1982-03-30 Rainbow Club, Oberkorn, Luxembourg
Excerpt from the November 1982 issue of British 'Zig Zag' magazine:
Martin Gore: "We rarely bother to look at our schedules and so naturally thought we'd be playing Brussels. But instead we found ourselves pulling into a tiny place called Oberkorn. It was a curious kind of village with a population that would hardly fill the first few rows of any ordinary theatre so it was quite a fascination for us to find out what was going to happen. Instead of our gig being a handful of people, the place was packed as the audience came from all around and even from across the borders. But there was an interesting twist to this concert. When we got back to our hotel our record company told us that whilst the 'A' side of our single was all set, they need a title rapidly for the 'B' side. Like I said, we're never all that good on names and the first thing that sprang to mind was the name of this village. Oberkorn. So that's the title we used!"
Andy Fletcher in 2011 for Time Out Dubai:
"We played one gig really early in our career, where half the PA was in one room and the other half was in another. It was two different stages, so we had to have half the band on one half of this stage set-up and the other half on the other. It was in Luxembourg, and I remember it distinctly because our bus broke down, and we were in this small town for about four days. We actually wrote a song about it, called ‘Oberkorn (It’s a Small Town)’."

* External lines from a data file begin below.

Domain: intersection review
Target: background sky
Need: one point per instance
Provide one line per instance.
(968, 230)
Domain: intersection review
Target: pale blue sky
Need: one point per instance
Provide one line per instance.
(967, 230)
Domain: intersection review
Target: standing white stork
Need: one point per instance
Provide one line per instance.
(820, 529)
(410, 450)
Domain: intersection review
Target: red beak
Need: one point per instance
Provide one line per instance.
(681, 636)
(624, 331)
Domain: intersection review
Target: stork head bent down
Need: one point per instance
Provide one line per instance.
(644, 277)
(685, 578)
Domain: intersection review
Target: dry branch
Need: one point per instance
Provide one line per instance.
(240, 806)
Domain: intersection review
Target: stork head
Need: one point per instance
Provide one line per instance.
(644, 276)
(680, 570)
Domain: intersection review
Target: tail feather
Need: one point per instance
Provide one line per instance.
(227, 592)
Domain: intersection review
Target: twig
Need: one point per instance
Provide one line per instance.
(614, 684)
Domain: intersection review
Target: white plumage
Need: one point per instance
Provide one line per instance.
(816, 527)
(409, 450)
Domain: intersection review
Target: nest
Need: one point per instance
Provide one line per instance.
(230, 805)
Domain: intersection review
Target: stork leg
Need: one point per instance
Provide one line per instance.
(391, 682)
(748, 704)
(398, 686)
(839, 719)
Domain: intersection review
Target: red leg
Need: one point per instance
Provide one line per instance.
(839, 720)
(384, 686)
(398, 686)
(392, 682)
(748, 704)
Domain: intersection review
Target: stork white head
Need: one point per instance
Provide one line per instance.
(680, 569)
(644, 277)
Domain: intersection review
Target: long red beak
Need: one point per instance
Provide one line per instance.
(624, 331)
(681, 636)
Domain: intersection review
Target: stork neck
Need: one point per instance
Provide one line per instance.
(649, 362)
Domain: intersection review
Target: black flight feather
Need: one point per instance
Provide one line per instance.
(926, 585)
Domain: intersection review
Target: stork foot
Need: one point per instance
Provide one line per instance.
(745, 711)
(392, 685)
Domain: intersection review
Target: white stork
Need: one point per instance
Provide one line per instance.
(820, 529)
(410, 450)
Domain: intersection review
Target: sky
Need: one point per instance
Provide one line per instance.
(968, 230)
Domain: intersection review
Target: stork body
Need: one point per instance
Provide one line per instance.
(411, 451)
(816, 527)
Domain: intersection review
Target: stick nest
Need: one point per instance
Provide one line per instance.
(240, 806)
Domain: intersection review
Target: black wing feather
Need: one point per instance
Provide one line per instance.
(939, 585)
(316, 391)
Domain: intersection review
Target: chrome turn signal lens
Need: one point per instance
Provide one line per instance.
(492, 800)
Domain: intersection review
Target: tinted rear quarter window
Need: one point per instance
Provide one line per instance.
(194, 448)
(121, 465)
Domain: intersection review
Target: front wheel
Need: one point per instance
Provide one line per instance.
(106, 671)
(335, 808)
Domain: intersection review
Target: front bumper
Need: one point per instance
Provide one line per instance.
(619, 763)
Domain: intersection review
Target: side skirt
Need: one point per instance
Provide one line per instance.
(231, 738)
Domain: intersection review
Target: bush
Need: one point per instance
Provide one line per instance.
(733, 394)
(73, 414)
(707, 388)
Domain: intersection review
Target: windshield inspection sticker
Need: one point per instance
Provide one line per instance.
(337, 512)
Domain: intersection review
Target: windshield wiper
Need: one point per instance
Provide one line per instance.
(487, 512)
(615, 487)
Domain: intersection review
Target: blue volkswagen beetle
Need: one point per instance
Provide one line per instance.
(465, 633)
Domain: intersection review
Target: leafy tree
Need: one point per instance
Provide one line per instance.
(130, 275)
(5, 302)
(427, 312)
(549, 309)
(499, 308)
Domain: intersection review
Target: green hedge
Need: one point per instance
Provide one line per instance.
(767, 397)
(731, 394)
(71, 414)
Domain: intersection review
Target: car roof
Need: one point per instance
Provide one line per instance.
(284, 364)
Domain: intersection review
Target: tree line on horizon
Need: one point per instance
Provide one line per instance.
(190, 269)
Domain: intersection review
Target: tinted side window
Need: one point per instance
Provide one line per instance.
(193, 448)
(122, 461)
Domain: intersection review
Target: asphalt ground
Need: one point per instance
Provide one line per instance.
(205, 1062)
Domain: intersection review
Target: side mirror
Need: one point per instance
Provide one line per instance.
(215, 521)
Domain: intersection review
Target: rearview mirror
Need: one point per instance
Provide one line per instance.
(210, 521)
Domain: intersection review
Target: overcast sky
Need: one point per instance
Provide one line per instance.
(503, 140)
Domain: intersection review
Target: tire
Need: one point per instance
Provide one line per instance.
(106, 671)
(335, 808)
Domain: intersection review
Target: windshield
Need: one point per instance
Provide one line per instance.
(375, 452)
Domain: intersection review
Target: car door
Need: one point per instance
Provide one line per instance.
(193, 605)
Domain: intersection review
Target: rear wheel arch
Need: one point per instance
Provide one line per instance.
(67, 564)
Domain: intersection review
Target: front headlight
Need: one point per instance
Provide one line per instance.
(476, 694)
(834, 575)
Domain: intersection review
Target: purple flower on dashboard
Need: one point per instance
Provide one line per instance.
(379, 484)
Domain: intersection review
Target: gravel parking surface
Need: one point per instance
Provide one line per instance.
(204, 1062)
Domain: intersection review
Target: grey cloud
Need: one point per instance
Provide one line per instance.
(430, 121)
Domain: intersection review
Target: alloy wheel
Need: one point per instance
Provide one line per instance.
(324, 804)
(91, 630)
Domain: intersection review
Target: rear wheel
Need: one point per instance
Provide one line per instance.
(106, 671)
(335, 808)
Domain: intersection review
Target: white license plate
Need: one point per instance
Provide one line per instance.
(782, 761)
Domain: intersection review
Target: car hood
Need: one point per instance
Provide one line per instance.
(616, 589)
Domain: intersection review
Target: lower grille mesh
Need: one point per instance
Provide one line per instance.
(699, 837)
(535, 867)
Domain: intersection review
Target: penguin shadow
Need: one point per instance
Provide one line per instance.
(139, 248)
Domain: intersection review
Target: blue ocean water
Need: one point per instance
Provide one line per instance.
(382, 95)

In October 1982, Dave Gahan told Flexipop magazine that this was the "worst gig" so far, because of the club being "so small that half the PA was in one room and the other half in another."
Luxembourgian newspaper L'essentiel recollected in 2009 (translated):
"When the group arrived, it was total chaos", remembers André Depienne who had organised the concert, together with Roland Nilles, both proprietors of the club. The small venue which is good for about 250 people exceeds the expectations of the Brits. "Fifteen technicians, the members of the group and the manager were stressed out', tells Depienne. After hours of tinkering, there was finally the soundcheck. RTL set off to record the concert. "In the moment of connecting the cameras, the fuses fried and so did the programming of the electronic band. After the second try, Depeche Mode wanted to cancel the concert, says Depienne. But once the electronic problems settled down, the concert continued. Since the stage is low and RTL had put their cameras in the back of the venue, the crowd had to sit on the floor. "But when the group started playing, a woman stood up and started to dance. I have heard later on that she was the singer's girlfriend", tells Nilles. As the crowd remained standing, the situation degenerated and the group had to interrupt the concert in order to alleviate the mood", says Nilles today. "I knew that the group was successful, but did not know that they would one day fill a stadium."
Their experience in Oberkorn has really been unforgettable for Depeche Mode. The group had given the title "Oberkorn (It's A Small Town) to an instrumental song released on the B-side of the single "The Meaning Of Love" (1982). Legend has it that that producer had asked Martin Gore to give a title for the track during the moment when they were in Luxemburg. He had spontaneously replied: "Oberkorn". "It's A Small Town" was inspired by a remark by the waiter of the hotel that the group was staying in. To Gore's question of if they could have an egg for breakfast, the waiter replied that this was not possible because they were in the countryside: "It's a small town!"
Roland Nilles also recounted in 2015:
"When I brought Depeche Mode for the show Chewing Rock, broadcast on RTL, we shot it at a disco. [TV show host] Georges Lang had asked me to keep the audience sitting but a girl got up and danced. Security came in, there was an exchange of slaps, and all of a sudden the singer threw the microphone to come and fight with the bouncers. It was his girlfriend!"